Tiempo después, a fines de los 60, cuando había levantado mejor su voz, sus ensayos mostraban la hondura de sus reflexiones. No eludía ninguna dificultad, ninguna referencia; las desarrollaba con paciencia para luego, "en último trámite" -uno de sus giros constantes, como "el penetrante ensayo de..."-, fijar su pensamiento. La confesión personal tampoco quedaba fuera. Describe, por ejemplo, su situación material y espiritual de escritura ante una traducción de Francine Combelles, joven francesa que se suicidó al terminar sus estudios de filosofía:

"La mesa está poblada de pequeñas partículas de tabaco rubio que, formando constelaciones inútiles, están, de un modo u otro, condenados al basurero. Debo enviar los textos de la malograda muchacha a Caracas. Juan Liscano cuenta con ellos. Los textos deben ir precedidos de una nota mía sobre el suicidio intelectual. Juan espera -me lo dijo recientemente- un texto excelente. Confieso que este tipo de cumplidos me horroriza un poco".

Triste, algo esperanzado en la luz de la mañana -prefería escribir a primera hora, o a última de la madrugada-, vuelve a sus fantasmas.
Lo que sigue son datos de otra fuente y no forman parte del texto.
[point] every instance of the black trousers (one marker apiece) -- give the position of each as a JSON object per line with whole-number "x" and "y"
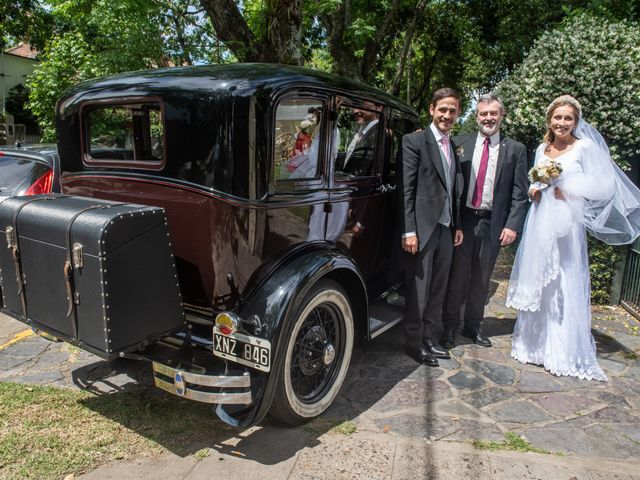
{"x": 471, "y": 269}
{"x": 426, "y": 285}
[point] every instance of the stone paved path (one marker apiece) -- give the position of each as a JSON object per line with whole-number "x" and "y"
{"x": 480, "y": 394}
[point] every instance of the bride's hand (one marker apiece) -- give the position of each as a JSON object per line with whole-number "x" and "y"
{"x": 534, "y": 194}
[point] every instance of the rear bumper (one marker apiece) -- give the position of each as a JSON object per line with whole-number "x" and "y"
{"x": 219, "y": 389}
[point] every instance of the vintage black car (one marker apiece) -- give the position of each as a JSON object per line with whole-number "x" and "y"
{"x": 233, "y": 224}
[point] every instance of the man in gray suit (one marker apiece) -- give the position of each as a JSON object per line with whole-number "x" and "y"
{"x": 430, "y": 189}
{"x": 494, "y": 208}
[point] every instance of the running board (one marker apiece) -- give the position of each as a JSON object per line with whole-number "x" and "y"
{"x": 385, "y": 313}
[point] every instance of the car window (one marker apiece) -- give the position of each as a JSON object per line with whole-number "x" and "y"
{"x": 130, "y": 134}
{"x": 16, "y": 172}
{"x": 398, "y": 126}
{"x": 358, "y": 127}
{"x": 297, "y": 144}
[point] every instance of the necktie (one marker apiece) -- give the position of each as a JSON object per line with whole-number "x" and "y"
{"x": 482, "y": 173}
{"x": 445, "y": 148}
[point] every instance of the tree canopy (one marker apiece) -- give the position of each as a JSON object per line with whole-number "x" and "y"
{"x": 408, "y": 47}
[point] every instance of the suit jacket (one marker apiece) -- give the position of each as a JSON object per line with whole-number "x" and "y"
{"x": 510, "y": 201}
{"x": 423, "y": 187}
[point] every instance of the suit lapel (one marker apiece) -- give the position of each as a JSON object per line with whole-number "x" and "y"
{"x": 502, "y": 151}
{"x": 433, "y": 151}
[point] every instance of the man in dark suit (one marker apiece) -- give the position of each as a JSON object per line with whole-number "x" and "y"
{"x": 430, "y": 189}
{"x": 360, "y": 154}
{"x": 493, "y": 212}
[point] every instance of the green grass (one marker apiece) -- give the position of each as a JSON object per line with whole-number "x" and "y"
{"x": 47, "y": 433}
{"x": 629, "y": 355}
{"x": 201, "y": 454}
{"x": 512, "y": 441}
{"x": 321, "y": 425}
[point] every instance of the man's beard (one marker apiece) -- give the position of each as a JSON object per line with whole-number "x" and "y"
{"x": 489, "y": 130}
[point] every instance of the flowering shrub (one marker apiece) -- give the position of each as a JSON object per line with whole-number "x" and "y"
{"x": 598, "y": 62}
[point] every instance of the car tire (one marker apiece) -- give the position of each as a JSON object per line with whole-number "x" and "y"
{"x": 317, "y": 355}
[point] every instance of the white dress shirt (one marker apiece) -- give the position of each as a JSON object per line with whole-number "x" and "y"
{"x": 489, "y": 179}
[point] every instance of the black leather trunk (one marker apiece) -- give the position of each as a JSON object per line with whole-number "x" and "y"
{"x": 99, "y": 274}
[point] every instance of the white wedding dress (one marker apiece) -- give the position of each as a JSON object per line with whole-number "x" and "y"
{"x": 553, "y": 328}
{"x": 549, "y": 282}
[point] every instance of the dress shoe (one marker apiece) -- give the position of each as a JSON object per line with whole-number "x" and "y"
{"x": 434, "y": 350}
{"x": 448, "y": 339}
{"x": 421, "y": 355}
{"x": 478, "y": 337}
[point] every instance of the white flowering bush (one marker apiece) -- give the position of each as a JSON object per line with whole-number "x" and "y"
{"x": 598, "y": 62}
{"x": 595, "y": 60}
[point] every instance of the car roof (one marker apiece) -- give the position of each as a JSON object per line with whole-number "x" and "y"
{"x": 227, "y": 80}
{"x": 43, "y": 152}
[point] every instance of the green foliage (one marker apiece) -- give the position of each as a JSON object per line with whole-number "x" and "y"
{"x": 48, "y": 433}
{"x": 17, "y": 100}
{"x": 24, "y": 20}
{"x": 603, "y": 260}
{"x": 97, "y": 38}
{"x": 512, "y": 441}
{"x": 597, "y": 61}
{"x": 68, "y": 61}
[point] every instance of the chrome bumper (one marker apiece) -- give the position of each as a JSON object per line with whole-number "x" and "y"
{"x": 198, "y": 387}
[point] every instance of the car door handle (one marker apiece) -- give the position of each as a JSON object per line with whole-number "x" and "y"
{"x": 387, "y": 187}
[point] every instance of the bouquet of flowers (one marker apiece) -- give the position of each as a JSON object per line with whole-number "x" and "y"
{"x": 545, "y": 171}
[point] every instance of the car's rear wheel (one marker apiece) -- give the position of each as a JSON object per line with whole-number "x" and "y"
{"x": 317, "y": 355}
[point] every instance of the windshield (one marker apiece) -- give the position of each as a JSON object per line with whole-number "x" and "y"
{"x": 17, "y": 174}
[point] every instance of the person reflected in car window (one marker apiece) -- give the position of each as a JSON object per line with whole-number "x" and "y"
{"x": 360, "y": 153}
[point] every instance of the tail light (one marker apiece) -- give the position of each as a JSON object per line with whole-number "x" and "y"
{"x": 42, "y": 185}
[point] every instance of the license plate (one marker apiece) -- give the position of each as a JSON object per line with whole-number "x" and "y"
{"x": 237, "y": 347}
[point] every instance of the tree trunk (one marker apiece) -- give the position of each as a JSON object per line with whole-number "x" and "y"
{"x": 282, "y": 39}
{"x": 395, "y": 87}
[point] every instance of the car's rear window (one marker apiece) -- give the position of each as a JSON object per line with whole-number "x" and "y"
{"x": 130, "y": 135}
{"x": 17, "y": 173}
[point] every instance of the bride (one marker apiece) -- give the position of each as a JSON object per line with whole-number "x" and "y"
{"x": 549, "y": 283}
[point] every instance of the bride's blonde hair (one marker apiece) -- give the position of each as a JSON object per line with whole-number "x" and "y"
{"x": 561, "y": 101}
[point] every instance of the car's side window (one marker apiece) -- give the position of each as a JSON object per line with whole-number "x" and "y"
{"x": 398, "y": 126}
{"x": 359, "y": 139}
{"x": 297, "y": 144}
{"x": 129, "y": 134}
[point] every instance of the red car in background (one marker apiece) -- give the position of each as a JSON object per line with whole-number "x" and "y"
{"x": 29, "y": 169}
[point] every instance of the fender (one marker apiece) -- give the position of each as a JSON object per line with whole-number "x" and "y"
{"x": 275, "y": 300}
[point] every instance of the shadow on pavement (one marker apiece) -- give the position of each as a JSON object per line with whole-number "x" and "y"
{"x": 382, "y": 378}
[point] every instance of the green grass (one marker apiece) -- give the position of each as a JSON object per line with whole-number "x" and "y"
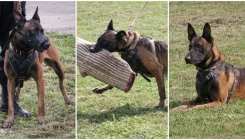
{"x": 227, "y": 24}
{"x": 115, "y": 114}
{"x": 59, "y": 118}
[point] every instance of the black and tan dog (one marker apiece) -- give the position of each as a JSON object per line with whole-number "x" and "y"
{"x": 29, "y": 48}
{"x": 216, "y": 81}
{"x": 144, "y": 55}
Igual que Camus, Cerda consideró el suicidio como el problema existencial más serio. Uno de los libros que no alcanzó a escribir se iba a llamar La fascinación del suicidio, o La tentación de la nada. Lafourcade recuerda que se entretenían haciendo listas de escritores suicidas: René Crevel, Essenin, Raymond Roussel, Virginia Woolf, Ernest Hemingway, Maiakoswki, Ernst Toller, Walter Benjamin, Hart Crane, Cesare Pavese, Drieu La Rochelle, Primo Levi. Lafourcade agregaba a Leopoldo Lugones, Pablo de Rokha, Alfonsina Storni, Joaquín Edwards Bello, Leopoldo Alas, Alejandra Pizarnik, Martha Lynch: "No le interesaban. Concluí que se trataban, para Martín, de suicidas de segunda".

POR DELICADEZA PERDÍ MI VIDA

Uno de los últimos viajes de Martín Cerda, en 1990, fue a Punta Arenas. Iba con una beca de escritor a la Universidad de Magallanes para hacer un libro sobre los navegantes del siglo XVIII que recalaron en el fin del mundo. Se llamaba Los viajeros del austro y nunca lo terminó. Primero se le quemó la biblioteca, después cayó enfermo. Sí alcanzó a dar charlas sobre Kundera y Kafka por esas lejanías.
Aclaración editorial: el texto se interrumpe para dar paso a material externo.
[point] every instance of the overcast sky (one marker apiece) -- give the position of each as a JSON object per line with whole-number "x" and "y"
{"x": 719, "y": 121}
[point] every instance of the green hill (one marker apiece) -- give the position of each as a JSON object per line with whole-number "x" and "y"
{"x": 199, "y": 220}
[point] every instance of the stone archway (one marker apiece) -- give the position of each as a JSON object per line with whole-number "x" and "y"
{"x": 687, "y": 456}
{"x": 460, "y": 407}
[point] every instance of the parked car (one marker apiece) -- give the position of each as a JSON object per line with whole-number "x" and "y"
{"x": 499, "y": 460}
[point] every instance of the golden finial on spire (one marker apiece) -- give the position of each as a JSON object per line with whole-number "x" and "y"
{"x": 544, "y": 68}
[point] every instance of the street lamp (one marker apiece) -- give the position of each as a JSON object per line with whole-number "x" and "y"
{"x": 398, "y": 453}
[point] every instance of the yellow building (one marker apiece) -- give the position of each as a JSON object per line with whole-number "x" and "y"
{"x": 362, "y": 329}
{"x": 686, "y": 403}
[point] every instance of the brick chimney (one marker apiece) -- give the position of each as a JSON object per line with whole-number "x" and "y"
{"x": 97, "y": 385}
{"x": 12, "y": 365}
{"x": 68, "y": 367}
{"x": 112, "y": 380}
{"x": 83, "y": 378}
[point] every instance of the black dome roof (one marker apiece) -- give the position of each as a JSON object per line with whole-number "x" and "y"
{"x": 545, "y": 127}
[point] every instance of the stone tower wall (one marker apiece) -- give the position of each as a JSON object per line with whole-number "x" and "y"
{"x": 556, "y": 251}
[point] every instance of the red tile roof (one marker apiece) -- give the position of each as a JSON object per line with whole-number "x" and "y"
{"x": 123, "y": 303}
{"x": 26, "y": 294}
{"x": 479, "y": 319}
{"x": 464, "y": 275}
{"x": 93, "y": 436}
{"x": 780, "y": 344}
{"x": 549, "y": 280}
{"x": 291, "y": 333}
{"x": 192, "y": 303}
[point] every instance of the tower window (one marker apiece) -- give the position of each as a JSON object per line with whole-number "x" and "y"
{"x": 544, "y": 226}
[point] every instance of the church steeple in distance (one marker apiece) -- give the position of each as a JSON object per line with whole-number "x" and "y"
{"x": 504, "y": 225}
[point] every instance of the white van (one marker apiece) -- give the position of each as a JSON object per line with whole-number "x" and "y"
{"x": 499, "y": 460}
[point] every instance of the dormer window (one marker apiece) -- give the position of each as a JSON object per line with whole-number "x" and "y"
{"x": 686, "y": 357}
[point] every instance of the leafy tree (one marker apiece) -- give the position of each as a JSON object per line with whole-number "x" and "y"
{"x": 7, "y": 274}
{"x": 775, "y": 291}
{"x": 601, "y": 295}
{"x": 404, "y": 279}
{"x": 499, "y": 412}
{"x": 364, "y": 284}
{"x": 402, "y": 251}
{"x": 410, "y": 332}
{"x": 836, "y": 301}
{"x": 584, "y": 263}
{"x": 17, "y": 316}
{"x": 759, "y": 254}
A los 60 años se había salvado del suicidio, de sucumbir a la soledad, al horror político, al desastre amoroso. También había sabido escapar de la banalidad y de la escritura de "amenidades", que odiaba; no pudo salir de una sensación amarga, ni de sus distancias y fantasmas, que lo hacían recordar una y otra vez los versos de Rimbaud: "Por delicadeza perdí mi vida".

Una vez había escrito, como lo cita su amigo Alfonso Calderón, el sentido de sus esfuerzos: "Las ideas trabajan siempre con el futuro. Son el aporte humilde que un hombre, visualmente apaleado por la adversidad, la soledad y la incomprensión, hace a otros hombres que, desde el próximo horizonte, anuncian que todavía es posible otra vida".

En sus ensayos, desde este horizonte vemos que no todo quedó perdido, y que nada fue en vano.